GLENWOOD SPRINGS — Colorado Mountain College and the University of Denver are working together to bring a master’s degree in social work to Garfield County.

The Graduate School of Social Work at the University of Denver has recently started enrolling students into its Master of Social Work program in western Colorado. Colorado Mountain College will host the program at its Glenwood Center, 1402 Blake Avenue, behind the City Market, in Glenwood Springs.

Classes will start in fall 2013. Available spots are already being filled.

“By partnering with the University of Denver, we’re able to help empower our local residents with greater access, so they can earn an advanced degree from a well-respected university,” said Dr. Charles Dassance, interim president of Colorado Mountain College. “Not only will this degree prepare people for careers in social services, it will provide the highly educated professionals to meet a very real need in western Colorado communities.”

Over the past year, the University of Denver has studied the viability of making its master's in social work available in western Colorado, similar to the degree they offer in Durango in cooperation with community partners that include Fort Lewis College. With support from Garfield County Department of Human Services staff, which discerns the great need for social workers in this part of the state, the private university from the Front Range and the public college from the Western Slope joined forces.

The program combines both classroom and online instruction. Classes held Friday evenings and on Saturdays will accommodate the needs of working professionals, and students enrolled in the degree will enjoy a reduced tuition rate from the University of Denver.

“This collaboration is absolutely critical to prepare our western Colorado students to meet the regional workforce demands of human services departments,” Garfield County human services director Mary Baydarian said in a press release. “It also fills our needs for locally based social workers for a wide range of career positions, expanding our local workforce to the master’s level to serve our western Colorado residents and clients.”

CMC is a longstanding partner with the Garfield County Department of Human Services in providing such programs as LINK to Success, Go to Work Workshops and GarCo Sewing Works to help public assistance clients transition successfully into jobs and careers.

The two-year master's program is available to applicants with a baccalaureate degree in an academic discipline other than social work, earned at a regionally accredited college or university. In addition a one-year degree option is available to qualified applicants with a bachelor of social work degree.

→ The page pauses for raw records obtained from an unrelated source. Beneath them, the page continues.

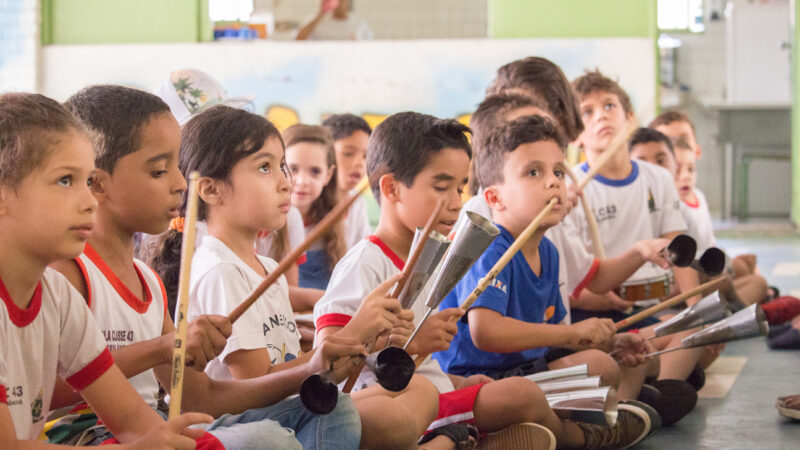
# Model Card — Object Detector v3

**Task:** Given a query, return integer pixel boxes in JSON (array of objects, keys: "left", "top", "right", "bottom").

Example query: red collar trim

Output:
[
  {"left": 683, "top": 197, "right": 700, "bottom": 209},
  {"left": 0, "top": 274, "right": 42, "bottom": 327},
  {"left": 84, "top": 243, "right": 153, "bottom": 314},
  {"left": 366, "top": 235, "right": 405, "bottom": 271}
]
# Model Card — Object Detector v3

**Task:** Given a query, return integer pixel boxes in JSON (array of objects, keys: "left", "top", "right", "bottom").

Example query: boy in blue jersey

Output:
[{"left": 434, "top": 115, "right": 654, "bottom": 398}]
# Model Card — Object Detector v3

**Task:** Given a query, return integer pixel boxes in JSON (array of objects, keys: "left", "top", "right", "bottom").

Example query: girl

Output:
[{"left": 283, "top": 124, "right": 347, "bottom": 290}]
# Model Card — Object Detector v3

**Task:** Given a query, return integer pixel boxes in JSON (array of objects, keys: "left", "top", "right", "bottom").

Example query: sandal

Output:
[
  {"left": 480, "top": 423, "right": 555, "bottom": 450},
  {"left": 419, "top": 423, "right": 479, "bottom": 450},
  {"left": 776, "top": 397, "right": 800, "bottom": 420}
]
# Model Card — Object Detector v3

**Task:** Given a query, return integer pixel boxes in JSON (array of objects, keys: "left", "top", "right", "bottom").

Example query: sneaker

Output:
[
  {"left": 480, "top": 423, "right": 556, "bottom": 450},
  {"left": 620, "top": 400, "right": 661, "bottom": 437},
  {"left": 649, "top": 380, "right": 698, "bottom": 426},
  {"left": 577, "top": 403, "right": 651, "bottom": 449}
]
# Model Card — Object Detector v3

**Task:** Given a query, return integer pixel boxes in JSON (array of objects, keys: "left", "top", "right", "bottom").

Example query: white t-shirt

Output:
[
  {"left": 194, "top": 206, "right": 306, "bottom": 263},
  {"left": 679, "top": 189, "right": 716, "bottom": 255},
  {"left": 77, "top": 245, "right": 166, "bottom": 408},
  {"left": 189, "top": 236, "right": 301, "bottom": 381},
  {"left": 460, "top": 190, "right": 597, "bottom": 324},
  {"left": 301, "top": 14, "right": 374, "bottom": 40},
  {"left": 313, "top": 236, "right": 455, "bottom": 394},
  {"left": 344, "top": 192, "right": 371, "bottom": 250},
  {"left": 0, "top": 268, "right": 112, "bottom": 440},
  {"left": 565, "top": 160, "right": 686, "bottom": 283}
]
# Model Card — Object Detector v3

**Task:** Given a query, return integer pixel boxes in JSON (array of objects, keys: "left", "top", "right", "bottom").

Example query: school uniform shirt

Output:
[
  {"left": 189, "top": 236, "right": 301, "bottom": 381},
  {"left": 313, "top": 235, "right": 455, "bottom": 394},
  {"left": 76, "top": 244, "right": 167, "bottom": 408},
  {"left": 460, "top": 189, "right": 596, "bottom": 324},
  {"left": 0, "top": 268, "right": 113, "bottom": 440},
  {"left": 344, "top": 191, "right": 371, "bottom": 249},
  {"left": 432, "top": 225, "right": 566, "bottom": 376},
  {"left": 680, "top": 188, "right": 716, "bottom": 254},
  {"left": 566, "top": 160, "right": 686, "bottom": 284}
]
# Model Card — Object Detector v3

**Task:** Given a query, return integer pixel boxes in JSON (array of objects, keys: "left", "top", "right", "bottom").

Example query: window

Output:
[
  {"left": 658, "top": 0, "right": 705, "bottom": 32},
  {"left": 209, "top": 0, "right": 254, "bottom": 22}
]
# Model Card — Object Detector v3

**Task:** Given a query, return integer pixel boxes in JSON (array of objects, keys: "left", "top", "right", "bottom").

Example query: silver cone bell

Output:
[
  {"left": 547, "top": 386, "right": 618, "bottom": 427},
  {"left": 397, "top": 228, "right": 450, "bottom": 309},
  {"left": 525, "top": 364, "right": 589, "bottom": 384},
  {"left": 539, "top": 376, "right": 602, "bottom": 394},
  {"left": 654, "top": 291, "right": 731, "bottom": 337},
  {"left": 680, "top": 303, "right": 769, "bottom": 348}
]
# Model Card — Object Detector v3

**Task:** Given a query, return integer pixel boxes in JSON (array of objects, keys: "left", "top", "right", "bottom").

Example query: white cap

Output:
[{"left": 154, "top": 68, "right": 254, "bottom": 124}]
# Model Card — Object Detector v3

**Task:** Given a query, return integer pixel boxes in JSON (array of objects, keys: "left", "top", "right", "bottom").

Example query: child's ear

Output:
[
  {"left": 325, "top": 164, "right": 337, "bottom": 185},
  {"left": 484, "top": 185, "right": 504, "bottom": 212},
  {"left": 379, "top": 173, "right": 401, "bottom": 204},
  {"left": 197, "top": 177, "right": 223, "bottom": 206},
  {"left": 91, "top": 170, "right": 111, "bottom": 199}
]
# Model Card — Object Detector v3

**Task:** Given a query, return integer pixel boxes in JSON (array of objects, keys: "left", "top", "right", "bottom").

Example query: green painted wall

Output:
[
  {"left": 488, "top": 0, "right": 658, "bottom": 38},
  {"left": 793, "top": 0, "right": 800, "bottom": 224},
  {"left": 42, "top": 0, "right": 211, "bottom": 44}
]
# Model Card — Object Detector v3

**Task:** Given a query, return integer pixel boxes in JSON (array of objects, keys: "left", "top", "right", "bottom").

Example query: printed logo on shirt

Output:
[
  {"left": 267, "top": 342, "right": 297, "bottom": 365},
  {"left": 103, "top": 329, "right": 136, "bottom": 350},
  {"left": 261, "top": 313, "right": 298, "bottom": 335},
  {"left": 593, "top": 205, "right": 617, "bottom": 224},
  {"left": 544, "top": 305, "right": 556, "bottom": 321},
  {"left": 30, "top": 388, "right": 43, "bottom": 423},
  {"left": 647, "top": 190, "right": 658, "bottom": 213},
  {"left": 5, "top": 385, "right": 23, "bottom": 407},
  {"left": 489, "top": 278, "right": 508, "bottom": 294}
]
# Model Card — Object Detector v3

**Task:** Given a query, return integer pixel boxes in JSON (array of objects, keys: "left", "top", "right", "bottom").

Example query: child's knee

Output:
[
  {"left": 406, "top": 374, "right": 440, "bottom": 423},
  {"left": 358, "top": 397, "right": 420, "bottom": 449},
  {"left": 497, "top": 377, "right": 548, "bottom": 422},
  {"left": 584, "top": 350, "right": 621, "bottom": 387}
]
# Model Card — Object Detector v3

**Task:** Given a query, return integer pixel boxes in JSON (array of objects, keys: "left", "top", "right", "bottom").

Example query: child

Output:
[
  {"left": 322, "top": 113, "right": 372, "bottom": 249},
  {"left": 316, "top": 111, "right": 657, "bottom": 449},
  {"left": 52, "top": 85, "right": 362, "bottom": 449},
  {"left": 568, "top": 71, "right": 707, "bottom": 384},
  {"left": 648, "top": 110, "right": 702, "bottom": 160},
  {"left": 284, "top": 124, "right": 348, "bottom": 290},
  {"left": 0, "top": 92, "right": 218, "bottom": 448},
  {"left": 178, "top": 105, "right": 437, "bottom": 449}
]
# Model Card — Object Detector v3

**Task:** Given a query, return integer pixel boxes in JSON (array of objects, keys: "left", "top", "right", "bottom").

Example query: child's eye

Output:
[
  {"left": 311, "top": 168, "right": 321, "bottom": 176},
  {"left": 86, "top": 175, "right": 96, "bottom": 187},
  {"left": 151, "top": 170, "right": 167, "bottom": 178},
  {"left": 433, "top": 185, "right": 448, "bottom": 192},
  {"left": 280, "top": 161, "right": 289, "bottom": 178},
  {"left": 528, "top": 169, "right": 540, "bottom": 177},
  {"left": 554, "top": 169, "right": 565, "bottom": 179},
  {"left": 259, "top": 163, "right": 271, "bottom": 175},
  {"left": 604, "top": 102, "right": 616, "bottom": 111},
  {"left": 57, "top": 175, "right": 72, "bottom": 187},
  {"left": 456, "top": 186, "right": 464, "bottom": 196},
  {"left": 581, "top": 109, "right": 592, "bottom": 119}
]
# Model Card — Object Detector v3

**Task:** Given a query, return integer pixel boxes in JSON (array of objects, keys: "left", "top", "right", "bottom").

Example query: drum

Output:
[{"left": 615, "top": 274, "right": 673, "bottom": 302}]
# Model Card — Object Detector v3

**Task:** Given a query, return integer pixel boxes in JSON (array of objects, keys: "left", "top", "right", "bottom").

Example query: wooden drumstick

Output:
[
  {"left": 168, "top": 172, "right": 201, "bottom": 420},
  {"left": 577, "top": 118, "right": 637, "bottom": 191},
  {"left": 341, "top": 199, "right": 444, "bottom": 393},
  {"left": 614, "top": 276, "right": 727, "bottom": 331},
  {"left": 227, "top": 178, "right": 369, "bottom": 324},
  {"left": 413, "top": 198, "right": 559, "bottom": 367},
  {"left": 564, "top": 165, "right": 606, "bottom": 259}
]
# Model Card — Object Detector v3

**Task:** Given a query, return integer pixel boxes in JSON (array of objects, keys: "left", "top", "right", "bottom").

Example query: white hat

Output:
[{"left": 154, "top": 68, "right": 254, "bottom": 124}]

“Our students who’ve earned a bachelor’s in sustainability studies will be able to feed into the University of Denver’s master’s degree,” said Dr. Brad Tyndall, senior vice president of academic affairs at Colorado Mountain College. “It gives them a pathway to an advanced degree, and to well-paying jobs.”

In addition, the Colorado Department of Human Services, in partnership with Graduate School of Social Work's Butler Institute for Families, has committed to offering eight Title IV-E child welfare stipends of $8,000 each to this program. Stipend recipients must commit to working in public child welfare in Colorado one year for each year they receive the stipend.